Having performed many more experiments and permutations to generate yet more negative results, I returned to the original tet(U) DNA sequence and compared it against the database again, just for good measure, as it'd been 6 months since I last did it. Wouldn't you know, an identical match appeared. I got excited and then inputted the whole sequence of the plasmid, and got an almost identical match with just a few differences. Those differences would be the ones I had predicted would turn an apparent plasmid replication gene into two smaller genes. The gene that our tet(U) was a mere constituent of was in fact labelled as a replication gene on this new matching sequence, and had been recently submitted as part of a partial genome sequencing of Enterococcus faecium (the same species as the original host of the plasmid) from a laboratory at University Medical Center Utrecht in the Netherlands.

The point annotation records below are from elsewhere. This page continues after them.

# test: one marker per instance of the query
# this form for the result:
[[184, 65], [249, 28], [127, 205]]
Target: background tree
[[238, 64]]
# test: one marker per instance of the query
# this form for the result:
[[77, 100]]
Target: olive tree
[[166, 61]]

I just assumed that a plasmid similar to mine had gotten sick of its independent life and inserted itself into the genome of the bacterium - this often happens. I intended to include it as a mere footnote. However, a few days later I found a scientist with a familiar name following me on twitter, Dr Willem van Schaik (@WvSchaik). It took me a while to twig, but realised that coincidentally it was his lab that was doing this sequencing. I sent @WvSchaik a tweet to say that I'd been poring through his sequence data (as you do), but had a question about one contig (the unsorted section of sequence where I'd seen my plasmid). He told me it was in fact a separate plasmid - not part of the genome as I'd thought.

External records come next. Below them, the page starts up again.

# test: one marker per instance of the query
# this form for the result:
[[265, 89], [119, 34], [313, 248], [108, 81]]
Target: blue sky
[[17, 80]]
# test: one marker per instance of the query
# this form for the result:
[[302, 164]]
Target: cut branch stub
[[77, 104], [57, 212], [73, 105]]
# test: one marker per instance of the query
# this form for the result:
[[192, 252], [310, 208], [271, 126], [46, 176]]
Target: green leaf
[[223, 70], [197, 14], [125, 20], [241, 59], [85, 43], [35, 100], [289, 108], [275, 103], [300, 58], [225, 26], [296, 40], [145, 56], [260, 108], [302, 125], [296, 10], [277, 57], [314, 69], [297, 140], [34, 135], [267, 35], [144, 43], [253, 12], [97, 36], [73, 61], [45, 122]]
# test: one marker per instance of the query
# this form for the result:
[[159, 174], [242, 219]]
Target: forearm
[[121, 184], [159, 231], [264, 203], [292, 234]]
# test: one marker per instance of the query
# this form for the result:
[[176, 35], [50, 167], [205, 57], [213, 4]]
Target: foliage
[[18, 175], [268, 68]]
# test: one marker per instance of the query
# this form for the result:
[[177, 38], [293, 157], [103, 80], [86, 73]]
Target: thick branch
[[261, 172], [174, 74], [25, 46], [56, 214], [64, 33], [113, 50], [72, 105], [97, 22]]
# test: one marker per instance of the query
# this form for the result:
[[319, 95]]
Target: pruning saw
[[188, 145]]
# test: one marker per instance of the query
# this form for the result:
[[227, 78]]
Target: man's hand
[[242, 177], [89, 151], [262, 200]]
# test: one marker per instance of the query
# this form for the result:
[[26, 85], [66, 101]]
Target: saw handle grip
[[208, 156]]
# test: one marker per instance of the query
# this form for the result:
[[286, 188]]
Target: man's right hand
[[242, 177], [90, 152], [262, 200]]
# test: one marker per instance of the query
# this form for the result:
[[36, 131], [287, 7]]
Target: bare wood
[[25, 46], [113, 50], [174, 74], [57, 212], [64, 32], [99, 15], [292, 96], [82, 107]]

This is where I got more excited and asked @WvSchaik if he wouldn't mind sending me the bacterial strain this sequence came from. As promised Willem sent the strain; I grew it up, extracted just the plasmid DNA, and found there were actually three plasmids, one of which looked about the right size. A few quick tests later and I had the plasmid, but not any plasmid... pKQ10, the original plasmid. It had first been studied 16 years previously in a lab in Pennsylvania, and been lost to science, and then it turned up in Utrecht, from strain that had once caused an infection in an old man.
And do you know what was interesting about pKQ10? Absolutely nothing. All it does is replicate itself. It is an end unto itself, it exists merely to exist, and does not confer resistance to tetracycline.
Caryl et al.(2012) "tet(U)" is not a tetracycline resistance determinant. Antimicrob Agents Chemother 56: 3378-3379 [DOI]
The enterococcal plasmid pKQ10 has been reported to carry a poorly characterized tetracycline resistance determinant designated tet(U). However, in a series of studies intended to further characterize this determinant, we have been unable to substantiate the claim that tet(U) confers resistance to tetracyclines. In line with these results, bioinformatic analysis provides compelling evidence that "tet(U)" is in fact the misannotated 3' end of a gene encoding a rolling-circle replication initiator (Rep) protein.
If only you knew how careful we had to be with every.choice.of.word throughout the manuscript so that we weren't accused of being 'judgemental'.
N.B. No disrespect is intended, or should be ascribed, to the authors of the original paper. This is simply the iterative nature of science as it should happen, and is a product of progress in molecular and bioinformatic tools, and some stubborn determination to publish negative results.